Some of the oldest tea drinking traditions come from China. The tea ceremony is called Gongfu Cha which requires a special teaset often made of clay. Multiple small cups are used to prepare the tea by your host. The ceremony is meant to create balance as well as the act of sharing tea. The ritual caught on in England and North America and soon became an afternoon tradition that remains today. Modern afternoon tea at trendy tea salons and cafés feature a wide variety of quality teas and fine finger foods.
In Japan, Matcha, a powdered green tea is used for the ceremony called Chanoyu. There are many steps and customs in this ceremony. The host spends a lot of time and care in preparing the details which include movements and gestures. A bamboo whisk is used to stir the green tea powder until it’s frothy using special bowls. The bowl is then shared by all guests. The Japanese tea ceremony is rooted in Zen Buddhism rituals and creating harmony for the guests.
India doesn’t have a formal ceremony, but a spiced tea called masala chai is enjoyed by all. The black tea is mixed with spices such as cinnamon, cloves, nutmeg and cardamom. It’s cooked directly in milk and often served in clay cups, called Kulhar or Kulhads which are broken in a pile from which new cups are made again – a little bit of recycling. Chai sellers and vendors are called chaiwallahs. Their stalls, which line the streets, are a centre of gossip and news within the community.
Toareg tea or Moroccan mint tea is a combination of strong green tea from China and fresh mint leaves. The tea and mint are combined with sugar cubes in a silver teapot and served from a great height into small glasses. Pouring from a height creates bubbles in the glass, this ceremony of sorts is performed for guests and is called Atai. In Morocco tea represents friendship and kinship.
English tea or Afternoon tea is enjoyed all around the world. It started when Anna, the Duchess of Bedford in 1841 who wanted a snack between her lunch and supper. Tea is enjoyed with a variety of small sandwiches, pastries as well as scones with cream and jam. Afternoon tea is a way to celebrate good tea and good friends while having a good time. You may also hear people refer to High Tea, which was traditionally a post-work meal usually including hot food and served at a high table or counter.
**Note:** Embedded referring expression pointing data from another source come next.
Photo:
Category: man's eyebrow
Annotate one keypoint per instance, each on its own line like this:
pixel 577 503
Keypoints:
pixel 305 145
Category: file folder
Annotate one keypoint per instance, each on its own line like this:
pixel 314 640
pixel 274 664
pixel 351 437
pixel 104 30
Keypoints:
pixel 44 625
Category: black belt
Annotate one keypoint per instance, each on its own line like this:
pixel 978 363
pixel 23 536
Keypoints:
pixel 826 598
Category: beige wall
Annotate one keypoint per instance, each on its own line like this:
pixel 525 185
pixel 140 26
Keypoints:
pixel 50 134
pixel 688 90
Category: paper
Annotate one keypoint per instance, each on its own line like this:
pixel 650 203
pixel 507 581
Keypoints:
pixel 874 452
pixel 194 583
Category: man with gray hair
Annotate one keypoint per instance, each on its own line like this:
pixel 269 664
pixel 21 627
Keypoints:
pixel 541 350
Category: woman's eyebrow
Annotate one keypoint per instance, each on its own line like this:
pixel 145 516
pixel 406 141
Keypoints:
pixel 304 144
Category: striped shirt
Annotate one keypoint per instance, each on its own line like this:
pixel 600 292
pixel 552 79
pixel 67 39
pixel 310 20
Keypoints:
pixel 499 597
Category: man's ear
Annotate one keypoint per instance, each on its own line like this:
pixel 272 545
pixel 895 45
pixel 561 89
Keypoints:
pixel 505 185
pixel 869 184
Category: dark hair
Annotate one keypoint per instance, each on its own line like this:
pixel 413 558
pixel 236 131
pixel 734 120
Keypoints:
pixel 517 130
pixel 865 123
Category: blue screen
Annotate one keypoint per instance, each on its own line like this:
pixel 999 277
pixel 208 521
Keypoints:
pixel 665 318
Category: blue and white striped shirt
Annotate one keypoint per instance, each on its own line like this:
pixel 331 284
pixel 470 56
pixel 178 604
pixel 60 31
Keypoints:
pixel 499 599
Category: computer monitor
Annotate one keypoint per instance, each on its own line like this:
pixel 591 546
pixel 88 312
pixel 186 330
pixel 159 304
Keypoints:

A special urn called a samowar is used in Russia. A strong black tea called zavarka is made in a smaller teapot which sits on top of it. A small amount of tea is poured into glass cups in a silver holder and then diluted with hot water from the samowar. The tea can be flavoured with lemon, sugar or other herbs. Russians sometimes enjoy sweetening their tea with jam. Much like other countries, tea and hospitality are closely connected.
An unusual tradition in Tibet combines tea with butter, this is called Po Cha. This high fat, energy boosting, butter tea is perfect for drinking in the high cold altitudes of the Himalayas. Dark tea is combined with yak milk and salt and then churned until it’s thick like butter. There is a very thorough ritual for sharing mate. The server, known as cebador, pours enough water to fill the gourd. It is then passed around clockwise and guests take turns drinking the entire contents of the gourd before passing it back to the server to refill for the next person.
In Thailand a popular way to drink tea is cold. Cha Yen is a strong brewed black tea that is sweetened using condensed milk. It’s sold on the street in bags and drunk through straws. Sometimes the tea is flavoured with orange blossom, cinnamon, star anise and ground tamarind and has a rich orange colour. It’s perfect for the hot weather of Thailand as well as a good match for the spicy Thai food.
A strong black tea sweetened with condensed milk is enjoyed in Malasia. It’s poured back and forth between two large mugs – this is called ‘pulled tea’ or Teh Tarik. The objective of ‘pulling’ the tea is to combine the ingredients and the result is a thick foamy drink. It’s quite a spectacle. The tradition of Teh Tarik is also enjoyed in Singapore and Indonesia.
Samowars are also used in Iran. The tea is served very strong and sweetened in two ways. You can either put a sugar cube between your teeth and drink the tea through it or a hard candy called nabat can be stirred directly into your cup.
Street vendors in Hong Kong will strain a combination of tea and milk through what looks like a sock. Sometimes actual stockings are used which is why you’ll hear this tea referred to as silk stocking tea.
A modern invention, Taiwanese Bubble tea is made with iced tea, usually black, green, jasmine or oolong. It’s mixed with powdered milk and flavoured sugar syrup. The bubbles are small chewy tapioca balls at the bottom of the cup which you drink through a wide straw.
Popular in Paraguay, Uruguay, Argentina and other countries in South America, an herbal leaf called Maté (ma-tay) is enjoyed using a special vessel. This vessel is called a cuilla and a bombilla. It is a hollow gourd and metal straw through which the Maté leaves are drunk steeped in hot water.